What can Vani learn? Gosh, the things she cares about most – VANI ! Here’s your tax dollars at work. She wants: Well, Vani, a quick check of my account and you were not mentioned much at all. You are not relevant outside of Infowars and your adoring fans.  Here is what she wants:




You will be glad to know that high-priced lawyers will search for “babe” as directed. Tax dollar will unearth a copy of my Amazon review of that crappy talking pig movie. 

This is all pretty simple. Vani Hari is a self-consumed amateur that is determined to discredit her critics. Why? She sits atop a multi-million dollar empire of corporate slander and internet sales. Why would she possibly exploit expensive public records requests to delve into the emails of a professor dedicated to public education? 

Because he teaches facts, and more facts translate to fewer profits for Vani. 

So instead of meeting him head-on about the science in a visible and public space, she uses a public records request to sneak a peek through his private correspondence in the hopes of… not sure what.

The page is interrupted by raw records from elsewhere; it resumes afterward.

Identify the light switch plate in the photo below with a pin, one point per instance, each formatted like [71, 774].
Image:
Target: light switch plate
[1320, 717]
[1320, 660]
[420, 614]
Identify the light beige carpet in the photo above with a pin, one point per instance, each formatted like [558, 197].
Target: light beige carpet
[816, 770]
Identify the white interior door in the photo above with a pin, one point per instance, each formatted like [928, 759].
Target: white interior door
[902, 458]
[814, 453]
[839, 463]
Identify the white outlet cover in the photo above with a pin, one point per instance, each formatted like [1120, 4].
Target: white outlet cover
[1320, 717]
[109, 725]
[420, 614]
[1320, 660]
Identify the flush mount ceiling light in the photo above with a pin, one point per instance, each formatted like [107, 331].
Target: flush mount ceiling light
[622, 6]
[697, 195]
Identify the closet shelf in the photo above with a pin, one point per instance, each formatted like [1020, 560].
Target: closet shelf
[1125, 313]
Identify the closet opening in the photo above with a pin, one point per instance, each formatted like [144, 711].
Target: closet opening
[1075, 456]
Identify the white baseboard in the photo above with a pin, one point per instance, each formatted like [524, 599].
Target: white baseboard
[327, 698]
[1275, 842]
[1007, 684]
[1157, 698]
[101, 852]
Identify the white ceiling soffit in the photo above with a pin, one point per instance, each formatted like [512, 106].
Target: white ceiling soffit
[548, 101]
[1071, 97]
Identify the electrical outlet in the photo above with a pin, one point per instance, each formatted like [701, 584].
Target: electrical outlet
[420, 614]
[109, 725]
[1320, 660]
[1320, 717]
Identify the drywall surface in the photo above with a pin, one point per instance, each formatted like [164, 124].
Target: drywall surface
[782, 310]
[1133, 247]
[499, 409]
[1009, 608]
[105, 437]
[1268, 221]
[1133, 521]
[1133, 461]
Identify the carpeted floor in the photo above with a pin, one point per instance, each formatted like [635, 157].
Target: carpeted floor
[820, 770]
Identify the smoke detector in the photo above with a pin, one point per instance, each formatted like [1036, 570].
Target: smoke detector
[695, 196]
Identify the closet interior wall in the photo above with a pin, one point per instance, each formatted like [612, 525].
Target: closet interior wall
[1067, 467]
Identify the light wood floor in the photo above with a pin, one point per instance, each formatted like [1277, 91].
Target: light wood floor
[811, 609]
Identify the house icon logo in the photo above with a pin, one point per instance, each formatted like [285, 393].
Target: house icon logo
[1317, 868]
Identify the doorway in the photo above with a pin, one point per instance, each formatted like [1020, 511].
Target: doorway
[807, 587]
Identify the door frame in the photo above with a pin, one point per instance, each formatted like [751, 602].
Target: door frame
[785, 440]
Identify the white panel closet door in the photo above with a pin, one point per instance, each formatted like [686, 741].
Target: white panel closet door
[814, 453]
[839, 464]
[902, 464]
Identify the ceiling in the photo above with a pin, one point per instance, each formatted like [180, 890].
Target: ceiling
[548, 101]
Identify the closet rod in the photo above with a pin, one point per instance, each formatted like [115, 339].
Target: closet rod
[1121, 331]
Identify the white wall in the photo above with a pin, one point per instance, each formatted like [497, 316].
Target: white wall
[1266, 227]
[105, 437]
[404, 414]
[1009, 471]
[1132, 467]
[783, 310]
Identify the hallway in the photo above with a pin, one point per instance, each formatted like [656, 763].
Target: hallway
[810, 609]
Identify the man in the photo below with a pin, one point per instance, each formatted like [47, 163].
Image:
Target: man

In fact, I deliberated whether I should even write this. But it is not about me, not about Vani Hari—it is about abuse of a system to harm others that don’t share your malformed opinion. It brilliantly illuminates the trendy abuse of the FOIA system. Here, out of curiosity, out of vanity, Vani Hari ignites an expensive, invasive system designed to resolve criminal investigations--- to see if someone said something unbecoming about her. 

I could have told her that stuff for free. Sorry Florida taxpayers! 

It is a mockery of this important transparency system. Most of all, this exemplifies why these rules need immediate revision. Here a doomed food personality with no training and no scientific credibility bandwagons on to a popular trend of abusing rules to damage professorial reputations of reasonable scientific critics. When you can’t raise your own argument, find some sleazy loophole to tear down the credibility of others. 

We have entered the era of vanity harassment and fact-twisted internet assassinations. 

And who better to accelerate that trend than Vani Hari?